Il y a souvent une suspicion d’homophobie et de transphobie parmi les LGBTQ+ pour toute personne qui porte un signe religieux remarquable comme vous avec un turban? Que leur répondriez-vous?
 
J’apprécie la question parce que cela me donne l’occasion de répondre clairement aux doutes possibles. Moi, comme progressiste, socio-démocrate, chef du NPD, Sikh, et comme beaucoup d’êtres humains, je crois fermement à l’égalité, au    respect et à l’intégration des personnes LGBTQ2S+, cela veut dire les droits, le mariage, etc. Au NPD, nous sou-haitons annuler l’interdiction de donner du sang par les personnes homo- sexuel-les. La science démontre qu’il n’y aucune preuve qu’il y ait une 
menace de transmission du virus du sida. Dans tous les aspects de mon identité et de mes fonctions, il n’y a aucune contradiction entre mes pensées religieuses et le droit des LGBTQ+. Il y a la même énergie entre tous les êtres humains et l’on se doit de les
 respecter et s’assurer d’une pleine égalité.
 
Est-ce que parmi la communauté Sikh au Canada en général, il y a une ouverture et une acceptation de l’homosexualité et du transgenrisme?
 
Il est vrai qu’il n’y a pas d’unanimité dans la communauté sikhe au Canada. Mais j’ai beaucoup d’arguments pour défendre mes positions vis-à-vis de ma communauté en ce qui a trait aux LGBTQ+. Comme personne d’influence, je peux aussi jouer mon rôle dans la communauté sikhe. À la différence de l’Église catholique, la religion sikhe n’a pas d’église, ni de clergé. Il n’y a pas une hiérarchie, ni un dogme auquel nous devons obéir. Chaque communauté sikhe a sa propre autonomie. Et comme presque toutes les communautés religieuses, qu’elles soient chrétiennes, juives ou musulmanes, on le sait très bien qu’il n’y a pas unanimité autour des questions LGBTQ+, et c’est aux croyants progressistes de faire accepter l’acceptation et l’intégration des LGBT+ dans leurs propres communautés.
 
Une fois élu, un gouvernement NPD serait-il favorable à la création d’un bureau de lutte contre l’homophobie et la transphobie, comme au Québec, ou avec un poste de conseiller aux enjeux liés à la communauté LGBTQ2S+ comme l’a fait Justin Trudeau?
 
Tout à fait. Nous en avons d’ailleurs très récemment discuté au NPD; trouver une structure permettrait de faire avancer les choses au niveau pancanadien si nous sommes élu.es. Avec comme objectif principal de ne pas se contenter de gestes symboliques, qui sont importants mais qui ne sont pas suffisants. On veut poser des gestes concrets et envoyer un message clair à l’ensemble de la fédération que nous ne voulons plus d’homophobie ni de transphobie.
 
Justin Trudeau rappelle toujours qu’il parle des droits de la personne, et des droits des minorités sexuelles dans toutes les rencontres internationales qu’elles soient bilatérales ou multilatérales.
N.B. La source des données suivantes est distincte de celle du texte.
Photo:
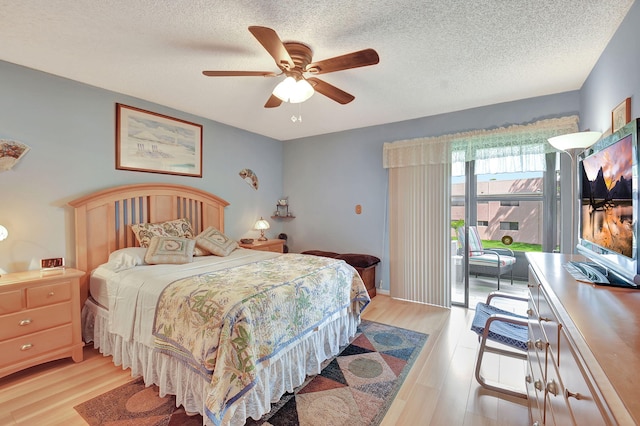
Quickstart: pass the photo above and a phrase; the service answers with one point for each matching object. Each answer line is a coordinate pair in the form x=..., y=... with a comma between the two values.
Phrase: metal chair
x=504, y=327
x=497, y=261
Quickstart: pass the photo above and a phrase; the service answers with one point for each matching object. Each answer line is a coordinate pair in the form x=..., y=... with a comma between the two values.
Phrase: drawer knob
x=569, y=394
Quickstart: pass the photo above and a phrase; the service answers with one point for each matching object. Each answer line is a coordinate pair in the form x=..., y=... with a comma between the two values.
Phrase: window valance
x=522, y=145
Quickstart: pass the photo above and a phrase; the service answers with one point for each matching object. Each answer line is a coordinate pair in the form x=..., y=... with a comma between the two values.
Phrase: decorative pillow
x=215, y=242
x=169, y=250
x=127, y=258
x=172, y=228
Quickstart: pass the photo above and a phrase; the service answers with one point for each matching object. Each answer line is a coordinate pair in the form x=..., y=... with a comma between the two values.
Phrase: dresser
x=268, y=245
x=39, y=318
x=584, y=348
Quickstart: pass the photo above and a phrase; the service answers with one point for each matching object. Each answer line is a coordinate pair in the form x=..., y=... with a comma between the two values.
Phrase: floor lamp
x=572, y=144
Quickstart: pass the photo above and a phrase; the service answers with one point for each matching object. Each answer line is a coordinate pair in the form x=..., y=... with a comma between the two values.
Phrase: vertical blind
x=419, y=196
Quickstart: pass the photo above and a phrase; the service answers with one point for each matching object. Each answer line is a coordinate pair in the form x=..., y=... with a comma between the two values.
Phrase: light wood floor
x=439, y=390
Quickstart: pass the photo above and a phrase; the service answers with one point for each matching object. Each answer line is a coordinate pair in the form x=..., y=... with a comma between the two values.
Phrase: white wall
x=70, y=128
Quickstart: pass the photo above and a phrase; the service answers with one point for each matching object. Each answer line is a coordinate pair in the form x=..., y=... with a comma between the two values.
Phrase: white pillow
x=127, y=258
x=215, y=242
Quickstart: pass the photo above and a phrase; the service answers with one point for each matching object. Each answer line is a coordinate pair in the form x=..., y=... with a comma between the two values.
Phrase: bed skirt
x=282, y=374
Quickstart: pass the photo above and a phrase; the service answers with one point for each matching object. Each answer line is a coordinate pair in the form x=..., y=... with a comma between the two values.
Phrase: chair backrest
x=475, y=243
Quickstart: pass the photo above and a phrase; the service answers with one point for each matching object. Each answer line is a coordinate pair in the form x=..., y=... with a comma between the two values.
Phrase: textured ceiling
x=436, y=56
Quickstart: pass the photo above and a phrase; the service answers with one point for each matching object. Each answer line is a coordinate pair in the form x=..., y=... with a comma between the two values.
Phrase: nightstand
x=39, y=318
x=269, y=245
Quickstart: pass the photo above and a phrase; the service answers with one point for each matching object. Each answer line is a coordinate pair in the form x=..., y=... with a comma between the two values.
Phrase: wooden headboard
x=103, y=219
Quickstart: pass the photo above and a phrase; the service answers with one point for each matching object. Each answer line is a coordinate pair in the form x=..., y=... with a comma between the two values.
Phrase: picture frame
x=154, y=143
x=621, y=115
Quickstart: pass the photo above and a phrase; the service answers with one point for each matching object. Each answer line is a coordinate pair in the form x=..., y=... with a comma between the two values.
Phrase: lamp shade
x=293, y=91
x=261, y=224
x=577, y=140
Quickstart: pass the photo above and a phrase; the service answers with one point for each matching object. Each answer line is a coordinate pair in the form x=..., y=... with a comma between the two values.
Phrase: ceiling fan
x=294, y=60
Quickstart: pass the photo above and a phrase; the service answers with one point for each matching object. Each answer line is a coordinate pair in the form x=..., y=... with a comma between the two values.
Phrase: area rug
x=355, y=388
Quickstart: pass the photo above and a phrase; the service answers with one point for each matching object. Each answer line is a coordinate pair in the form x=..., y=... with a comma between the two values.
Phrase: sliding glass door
x=513, y=211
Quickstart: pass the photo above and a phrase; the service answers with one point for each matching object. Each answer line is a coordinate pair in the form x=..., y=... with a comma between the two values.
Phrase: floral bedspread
x=225, y=324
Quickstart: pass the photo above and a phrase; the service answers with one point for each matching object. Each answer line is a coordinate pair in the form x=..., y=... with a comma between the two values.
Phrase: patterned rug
x=355, y=388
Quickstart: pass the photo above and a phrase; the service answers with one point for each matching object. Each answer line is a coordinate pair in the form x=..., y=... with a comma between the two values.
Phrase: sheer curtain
x=419, y=196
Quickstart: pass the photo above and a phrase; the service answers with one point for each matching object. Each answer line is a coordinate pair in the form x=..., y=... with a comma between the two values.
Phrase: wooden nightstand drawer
x=40, y=320
x=48, y=294
x=33, y=345
x=10, y=301
x=30, y=321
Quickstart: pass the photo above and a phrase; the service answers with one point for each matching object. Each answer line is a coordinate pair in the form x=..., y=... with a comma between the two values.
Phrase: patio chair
x=493, y=262
x=506, y=328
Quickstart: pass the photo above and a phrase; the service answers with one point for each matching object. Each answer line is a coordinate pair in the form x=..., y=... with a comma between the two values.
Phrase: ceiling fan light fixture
x=293, y=91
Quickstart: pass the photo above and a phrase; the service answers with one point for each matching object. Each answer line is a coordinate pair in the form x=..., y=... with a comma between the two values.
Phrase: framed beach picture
x=156, y=143
x=621, y=115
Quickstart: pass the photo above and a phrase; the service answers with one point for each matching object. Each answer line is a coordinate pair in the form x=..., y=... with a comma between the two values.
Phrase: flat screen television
x=608, y=216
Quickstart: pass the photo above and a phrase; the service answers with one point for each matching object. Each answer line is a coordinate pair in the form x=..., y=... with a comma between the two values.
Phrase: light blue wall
x=326, y=176
x=70, y=128
x=615, y=77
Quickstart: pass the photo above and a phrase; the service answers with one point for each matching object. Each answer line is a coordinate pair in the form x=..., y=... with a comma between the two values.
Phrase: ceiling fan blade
x=270, y=41
x=239, y=73
x=273, y=102
x=330, y=91
x=361, y=58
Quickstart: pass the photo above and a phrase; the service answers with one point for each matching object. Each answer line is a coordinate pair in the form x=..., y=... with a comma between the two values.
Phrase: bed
x=227, y=334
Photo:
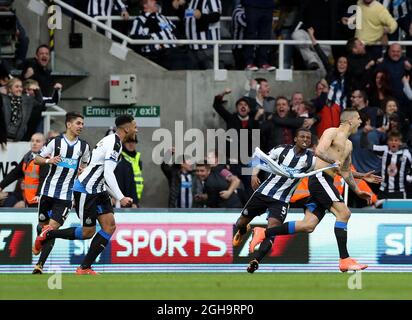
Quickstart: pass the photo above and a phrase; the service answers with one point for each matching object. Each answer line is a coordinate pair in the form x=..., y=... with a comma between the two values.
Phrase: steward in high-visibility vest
x=130, y=154
x=32, y=174
x=138, y=178
x=302, y=191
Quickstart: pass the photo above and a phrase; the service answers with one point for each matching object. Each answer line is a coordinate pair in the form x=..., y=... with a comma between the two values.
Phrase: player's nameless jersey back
x=107, y=149
x=279, y=187
x=59, y=182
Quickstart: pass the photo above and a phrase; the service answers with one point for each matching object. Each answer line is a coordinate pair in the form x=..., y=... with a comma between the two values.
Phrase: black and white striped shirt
x=395, y=167
x=281, y=188
x=238, y=25
x=104, y=7
x=164, y=30
x=397, y=8
x=104, y=159
x=60, y=179
x=186, y=196
x=192, y=27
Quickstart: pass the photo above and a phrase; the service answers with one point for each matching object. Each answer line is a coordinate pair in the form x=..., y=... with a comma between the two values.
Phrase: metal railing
x=214, y=43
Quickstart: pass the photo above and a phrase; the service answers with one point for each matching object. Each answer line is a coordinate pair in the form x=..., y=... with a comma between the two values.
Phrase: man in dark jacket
x=241, y=119
x=397, y=65
x=259, y=17
x=360, y=65
x=279, y=129
x=183, y=183
x=220, y=192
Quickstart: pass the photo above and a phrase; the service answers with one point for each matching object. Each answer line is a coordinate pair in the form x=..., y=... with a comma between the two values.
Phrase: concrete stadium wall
x=185, y=96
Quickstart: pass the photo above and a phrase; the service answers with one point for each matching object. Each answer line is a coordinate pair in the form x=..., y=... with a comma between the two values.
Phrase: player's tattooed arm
x=347, y=174
x=324, y=156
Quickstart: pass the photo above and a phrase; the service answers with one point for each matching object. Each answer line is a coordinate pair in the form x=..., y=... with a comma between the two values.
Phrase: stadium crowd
x=367, y=75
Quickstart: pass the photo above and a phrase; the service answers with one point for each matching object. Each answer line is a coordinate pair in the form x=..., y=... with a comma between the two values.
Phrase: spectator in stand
x=401, y=11
x=279, y=129
x=152, y=25
x=383, y=123
x=359, y=101
x=37, y=69
x=238, y=29
x=397, y=65
x=305, y=111
x=360, y=65
x=259, y=97
x=4, y=78
x=17, y=110
x=32, y=174
x=321, y=95
x=377, y=23
x=51, y=134
x=202, y=22
x=396, y=165
x=259, y=18
x=23, y=40
x=380, y=89
x=337, y=96
x=35, y=123
x=184, y=186
x=288, y=13
x=221, y=185
x=241, y=119
x=296, y=101
x=321, y=15
x=363, y=158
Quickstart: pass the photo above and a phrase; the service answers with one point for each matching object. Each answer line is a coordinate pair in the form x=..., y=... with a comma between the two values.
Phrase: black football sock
x=38, y=229
x=241, y=228
x=69, y=233
x=45, y=251
x=97, y=246
x=264, y=248
x=286, y=228
x=341, y=237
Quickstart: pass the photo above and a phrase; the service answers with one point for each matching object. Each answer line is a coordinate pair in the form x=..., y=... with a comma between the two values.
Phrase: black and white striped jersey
x=163, y=30
x=59, y=181
x=100, y=170
x=397, y=8
x=395, y=167
x=281, y=188
x=193, y=28
x=104, y=7
x=238, y=25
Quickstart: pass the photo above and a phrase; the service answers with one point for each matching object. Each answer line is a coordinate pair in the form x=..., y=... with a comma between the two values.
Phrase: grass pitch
x=205, y=286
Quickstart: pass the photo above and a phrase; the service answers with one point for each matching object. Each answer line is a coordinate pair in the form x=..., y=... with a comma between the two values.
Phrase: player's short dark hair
x=260, y=80
x=42, y=46
x=350, y=45
x=244, y=100
x=71, y=116
x=203, y=164
x=123, y=119
x=302, y=130
x=281, y=98
x=394, y=134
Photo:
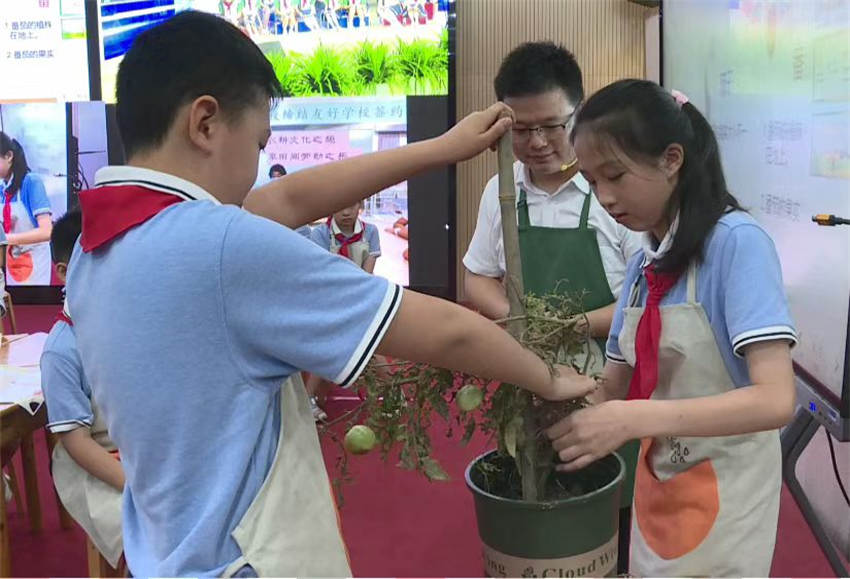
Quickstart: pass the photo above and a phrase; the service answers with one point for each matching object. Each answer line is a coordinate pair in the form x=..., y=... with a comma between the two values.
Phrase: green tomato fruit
x=360, y=439
x=469, y=398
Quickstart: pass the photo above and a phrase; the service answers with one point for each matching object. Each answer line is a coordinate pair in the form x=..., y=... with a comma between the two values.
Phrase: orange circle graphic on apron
x=676, y=515
x=20, y=268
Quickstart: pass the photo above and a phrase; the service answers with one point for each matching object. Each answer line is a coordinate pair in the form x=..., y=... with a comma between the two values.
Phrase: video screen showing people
x=43, y=51
x=313, y=131
x=35, y=181
x=317, y=47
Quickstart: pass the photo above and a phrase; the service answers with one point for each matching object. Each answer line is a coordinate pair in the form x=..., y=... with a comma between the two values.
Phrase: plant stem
x=527, y=447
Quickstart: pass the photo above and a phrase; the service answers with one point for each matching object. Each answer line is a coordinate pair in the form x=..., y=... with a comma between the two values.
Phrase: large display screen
x=317, y=47
x=43, y=52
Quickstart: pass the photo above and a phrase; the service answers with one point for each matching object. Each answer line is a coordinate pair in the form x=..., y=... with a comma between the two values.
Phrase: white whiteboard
x=773, y=78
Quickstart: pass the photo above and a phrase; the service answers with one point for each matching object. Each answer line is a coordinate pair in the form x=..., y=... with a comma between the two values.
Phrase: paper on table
x=21, y=386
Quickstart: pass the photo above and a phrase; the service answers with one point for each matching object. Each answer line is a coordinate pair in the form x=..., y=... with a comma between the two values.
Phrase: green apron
x=569, y=260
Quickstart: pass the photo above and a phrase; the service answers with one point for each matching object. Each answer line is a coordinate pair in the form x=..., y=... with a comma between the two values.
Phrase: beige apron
x=358, y=251
x=704, y=506
x=95, y=505
x=292, y=527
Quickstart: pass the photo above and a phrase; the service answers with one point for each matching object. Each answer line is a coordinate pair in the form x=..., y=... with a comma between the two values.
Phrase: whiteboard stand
x=795, y=438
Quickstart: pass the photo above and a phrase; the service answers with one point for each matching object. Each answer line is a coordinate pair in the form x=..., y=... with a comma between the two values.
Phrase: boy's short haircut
x=188, y=56
x=534, y=68
x=66, y=230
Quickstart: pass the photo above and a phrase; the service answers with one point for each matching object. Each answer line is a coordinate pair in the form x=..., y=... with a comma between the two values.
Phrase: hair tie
x=680, y=97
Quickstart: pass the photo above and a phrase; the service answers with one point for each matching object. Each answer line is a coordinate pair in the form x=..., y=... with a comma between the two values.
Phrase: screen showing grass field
x=378, y=48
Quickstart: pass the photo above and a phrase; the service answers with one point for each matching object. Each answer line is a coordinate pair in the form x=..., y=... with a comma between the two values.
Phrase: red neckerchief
x=344, y=241
x=648, y=336
x=111, y=211
x=7, y=211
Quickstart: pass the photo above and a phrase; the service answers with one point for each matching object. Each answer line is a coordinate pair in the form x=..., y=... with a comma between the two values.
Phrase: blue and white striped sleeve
x=755, y=305
x=294, y=306
x=612, y=347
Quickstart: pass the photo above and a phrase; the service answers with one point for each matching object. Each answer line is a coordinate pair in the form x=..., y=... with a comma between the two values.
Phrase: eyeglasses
x=546, y=132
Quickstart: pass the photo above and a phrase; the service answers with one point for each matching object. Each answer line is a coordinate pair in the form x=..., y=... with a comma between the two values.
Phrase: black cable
x=835, y=467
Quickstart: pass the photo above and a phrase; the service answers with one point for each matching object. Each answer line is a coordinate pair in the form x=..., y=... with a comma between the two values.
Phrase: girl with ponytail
x=699, y=344
x=26, y=217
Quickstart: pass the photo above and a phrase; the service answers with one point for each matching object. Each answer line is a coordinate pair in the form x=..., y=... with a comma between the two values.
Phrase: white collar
x=150, y=179
x=335, y=230
x=523, y=179
x=653, y=251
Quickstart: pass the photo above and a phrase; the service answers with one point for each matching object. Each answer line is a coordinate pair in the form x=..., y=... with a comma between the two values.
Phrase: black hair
x=534, y=68
x=20, y=168
x=188, y=56
x=642, y=119
x=65, y=232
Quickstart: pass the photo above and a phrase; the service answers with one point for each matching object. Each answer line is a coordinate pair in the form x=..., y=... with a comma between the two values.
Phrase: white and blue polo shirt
x=739, y=284
x=187, y=325
x=66, y=390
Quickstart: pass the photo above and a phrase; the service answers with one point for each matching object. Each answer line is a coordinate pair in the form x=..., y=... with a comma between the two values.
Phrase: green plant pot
x=571, y=537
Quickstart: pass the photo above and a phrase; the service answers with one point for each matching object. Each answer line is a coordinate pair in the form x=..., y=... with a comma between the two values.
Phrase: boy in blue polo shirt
x=194, y=317
x=88, y=477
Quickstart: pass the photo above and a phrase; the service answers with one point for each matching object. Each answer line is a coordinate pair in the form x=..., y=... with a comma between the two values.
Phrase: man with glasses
x=568, y=242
Si vous étiez élu, continueriez-vous à porter cette voix canadienne sur les droits de la personne?
 
On a beaucoup avancé au Canada même s’il reste du travail à faire. De nombreux pays criminalisent encore l’homosexualité et cela peut aller jusqu’à une condamnation à mort d’homosexuel.les ou de transgenres. Nous ne pouvons, comme Canadiens mais aussi comme citoyen.nes du monde, nous taire, et donc à chaque fois que nous en avons l’opportunité, nous nous devons de parler du respect des droits des personnes, des LGBTQ2S+, comme de toutes les autres personnes.
 
Serez-vous au défilé de la fierté le 18 août prochain à Montréal?
 
J’étais au défilé de Toronto, c’était vraiment cool, et bien entendu je serai à Montréal pour le défilé en août prochain.